Feed intake and nutrient digestibility

The study revealed significant differences in dry matter intake (DMI) among the treatment groups (p<0.05; Table 3). Sheep fed the 40% Psophocarpus diet (T3) had the highest DMI, while those in the 100% corn silage diet (PS0) consumed the least. The 20% Psophocarpus diet (PS20) group exhibited intermediate intake levels (Table 3). The higher DMI in T3 group could be attributed to the palatability of legumes, or higher nutrient digestibility and nutrient-dense than corn silage (p<0.05, Table 3).

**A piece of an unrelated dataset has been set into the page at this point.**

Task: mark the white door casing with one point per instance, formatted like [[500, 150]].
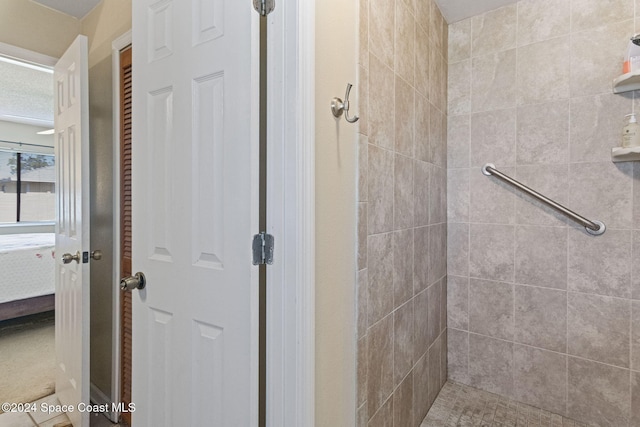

Some studies have shown that substituting grass silages by legume silages was generally associated with increased DMI (Dewhurst, 2013; Huhtanen et al 2007), which aligns with the findings of this study. But previous study suggested that there was a negative relationship between legume inclusion and DMI in ruminant (Castro-Montoya and Dickhoefer, 2018). Lower digestibility may result in a higher passage rate (Krizsan et al 2010) or the silage containing legumes has higher NDF content than sole maize silage (Castro-Montoya and Dickhoefer, 2017). Similarly, Longo et al. (2008) found that sheep fed with 40% Leucaena leucocephala showed increased DMI, but DMI decreased when the inclusion level of Leucaena leucocephala was increased to 60%. The intermediate DMI observed in the PS20 group (80% corn stover silage + 20% Psophocarpus) suggests that while a high level of Psophocarpus can increase intake, combining a lower level of Psophocarpus with corn silage may moderate this effect. The results from this study and previous research suggest that the optimal level of legumes in ruminant diets may be less than 40%.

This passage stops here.